Here I am, the only female in a house filled with 4 boys! John always points out that growing up, he seemed to end up hanging out with all the females, say, after T-giving, all the guys would veg in front of the tube, but he figured out early on...women are where it's at!! Even now, he is often the lone male among a tribe of women, usually all sitting around with babies on breasts! So, how ironic that I now am surrounded by all of this male energy.
Our neighbor is spending the night. We took him swimming with us (big plans to swim every day until the pool closes Saturday), then brought him back here and had tacos, and now they are building with K'Nex. Sage is sleeping upstairs, I'm listening to the boys talk and giggle and build and plan. I'm also reading hannahbearski's blog, and crying. Today is Hannah's birthday. She died on her 1/2 birthday, exactly 6 months ago today. She was 9 1/2.

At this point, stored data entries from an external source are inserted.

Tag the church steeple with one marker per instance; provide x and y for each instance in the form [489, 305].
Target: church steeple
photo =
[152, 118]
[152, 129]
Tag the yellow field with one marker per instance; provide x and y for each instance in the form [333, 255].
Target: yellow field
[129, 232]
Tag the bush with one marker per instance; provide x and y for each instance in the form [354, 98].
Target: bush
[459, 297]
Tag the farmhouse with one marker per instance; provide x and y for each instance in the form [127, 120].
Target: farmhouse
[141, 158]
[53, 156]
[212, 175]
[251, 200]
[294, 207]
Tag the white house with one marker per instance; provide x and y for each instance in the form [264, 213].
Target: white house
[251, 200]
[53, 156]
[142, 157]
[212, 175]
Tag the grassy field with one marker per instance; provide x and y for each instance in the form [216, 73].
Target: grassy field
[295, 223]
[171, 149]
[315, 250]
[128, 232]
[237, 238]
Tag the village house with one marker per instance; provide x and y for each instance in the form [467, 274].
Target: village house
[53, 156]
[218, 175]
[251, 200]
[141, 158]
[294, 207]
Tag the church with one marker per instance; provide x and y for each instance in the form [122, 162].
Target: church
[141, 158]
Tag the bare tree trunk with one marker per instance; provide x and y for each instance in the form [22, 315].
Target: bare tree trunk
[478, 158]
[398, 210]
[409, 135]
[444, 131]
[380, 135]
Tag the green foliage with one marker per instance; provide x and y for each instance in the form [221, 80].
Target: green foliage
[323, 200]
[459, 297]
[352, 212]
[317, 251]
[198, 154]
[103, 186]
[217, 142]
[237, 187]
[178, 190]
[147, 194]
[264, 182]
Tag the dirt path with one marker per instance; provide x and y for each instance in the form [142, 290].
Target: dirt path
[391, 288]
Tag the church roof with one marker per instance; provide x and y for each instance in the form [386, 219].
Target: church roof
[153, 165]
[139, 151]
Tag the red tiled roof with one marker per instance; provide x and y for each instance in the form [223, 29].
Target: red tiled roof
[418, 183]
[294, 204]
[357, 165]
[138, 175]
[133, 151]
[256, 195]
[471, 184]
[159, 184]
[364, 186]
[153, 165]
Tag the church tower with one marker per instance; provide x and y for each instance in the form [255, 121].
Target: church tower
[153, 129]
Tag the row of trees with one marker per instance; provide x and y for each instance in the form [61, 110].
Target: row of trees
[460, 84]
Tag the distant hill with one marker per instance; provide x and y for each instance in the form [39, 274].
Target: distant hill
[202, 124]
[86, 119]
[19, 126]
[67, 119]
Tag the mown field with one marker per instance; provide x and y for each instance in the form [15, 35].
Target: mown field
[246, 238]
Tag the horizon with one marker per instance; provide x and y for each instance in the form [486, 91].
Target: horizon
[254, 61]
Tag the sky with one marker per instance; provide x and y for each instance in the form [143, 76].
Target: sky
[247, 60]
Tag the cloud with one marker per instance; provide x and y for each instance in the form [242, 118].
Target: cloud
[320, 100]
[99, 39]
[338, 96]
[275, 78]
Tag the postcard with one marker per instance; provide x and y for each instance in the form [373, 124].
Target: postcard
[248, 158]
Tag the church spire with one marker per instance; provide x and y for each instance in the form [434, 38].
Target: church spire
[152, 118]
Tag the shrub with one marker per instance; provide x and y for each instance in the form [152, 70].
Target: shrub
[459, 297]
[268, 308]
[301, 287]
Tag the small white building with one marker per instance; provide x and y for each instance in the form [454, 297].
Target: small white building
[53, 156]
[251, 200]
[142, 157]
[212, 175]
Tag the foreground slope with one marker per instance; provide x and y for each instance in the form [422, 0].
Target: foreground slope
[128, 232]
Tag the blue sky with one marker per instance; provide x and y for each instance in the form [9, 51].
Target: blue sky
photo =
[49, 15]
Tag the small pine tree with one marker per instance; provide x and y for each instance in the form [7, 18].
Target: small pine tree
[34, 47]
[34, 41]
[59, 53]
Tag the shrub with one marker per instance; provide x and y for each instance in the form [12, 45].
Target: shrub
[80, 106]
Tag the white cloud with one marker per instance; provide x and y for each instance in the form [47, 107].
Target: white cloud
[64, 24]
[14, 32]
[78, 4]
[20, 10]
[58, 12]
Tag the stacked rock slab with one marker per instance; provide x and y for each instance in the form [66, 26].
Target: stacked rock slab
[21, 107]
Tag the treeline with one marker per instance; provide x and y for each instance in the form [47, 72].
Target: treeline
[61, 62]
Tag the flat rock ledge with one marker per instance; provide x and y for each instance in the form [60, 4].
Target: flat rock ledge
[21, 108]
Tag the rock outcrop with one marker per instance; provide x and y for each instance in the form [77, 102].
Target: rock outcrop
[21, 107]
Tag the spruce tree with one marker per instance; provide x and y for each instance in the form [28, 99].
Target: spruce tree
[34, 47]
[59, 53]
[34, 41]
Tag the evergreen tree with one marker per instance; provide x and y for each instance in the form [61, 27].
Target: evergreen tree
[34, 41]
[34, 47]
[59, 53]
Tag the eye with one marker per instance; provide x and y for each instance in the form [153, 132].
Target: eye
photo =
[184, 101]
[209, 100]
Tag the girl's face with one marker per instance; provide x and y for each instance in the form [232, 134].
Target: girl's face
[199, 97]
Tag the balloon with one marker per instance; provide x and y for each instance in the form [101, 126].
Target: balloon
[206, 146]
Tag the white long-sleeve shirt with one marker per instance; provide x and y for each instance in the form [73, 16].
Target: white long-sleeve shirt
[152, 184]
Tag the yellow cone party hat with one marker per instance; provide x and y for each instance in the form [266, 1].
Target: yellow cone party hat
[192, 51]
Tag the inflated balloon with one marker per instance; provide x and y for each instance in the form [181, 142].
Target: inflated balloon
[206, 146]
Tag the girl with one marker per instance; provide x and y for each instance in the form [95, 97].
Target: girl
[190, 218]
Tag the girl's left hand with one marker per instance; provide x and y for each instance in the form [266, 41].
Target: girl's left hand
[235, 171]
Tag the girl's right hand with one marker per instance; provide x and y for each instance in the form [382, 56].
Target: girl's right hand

My dad's birthday is today.
My brother's birthday was exactly 6 months ago, February 23.
I just realized that detail a few short moments ago.
Yesterday, our neighbor children were outside playing catch and the Shrek soundtrack. I had just been mentioning to them that there was a special song on that cd, so they found it and had it cranked and on repeat outside for me to hear. I sat on my porch, and cried. It was the song that Diana had playing for Hannah while everyone came in to say goodbye. She had it on repeat. I hadn't heard that song since that day. Hearing it literally took me back to that moment. Hannah so beautiful, Diana so broken...laying beside her baby girl, holding her, loving her, squeezing her eyes shut tight, as if hoping that she could please just wake up from this horrible thing that's just happened.
Hannah, you are with us all, everyday, in everything we do. Thank you for the goodness you brought to this earth and for the people you continue to touch.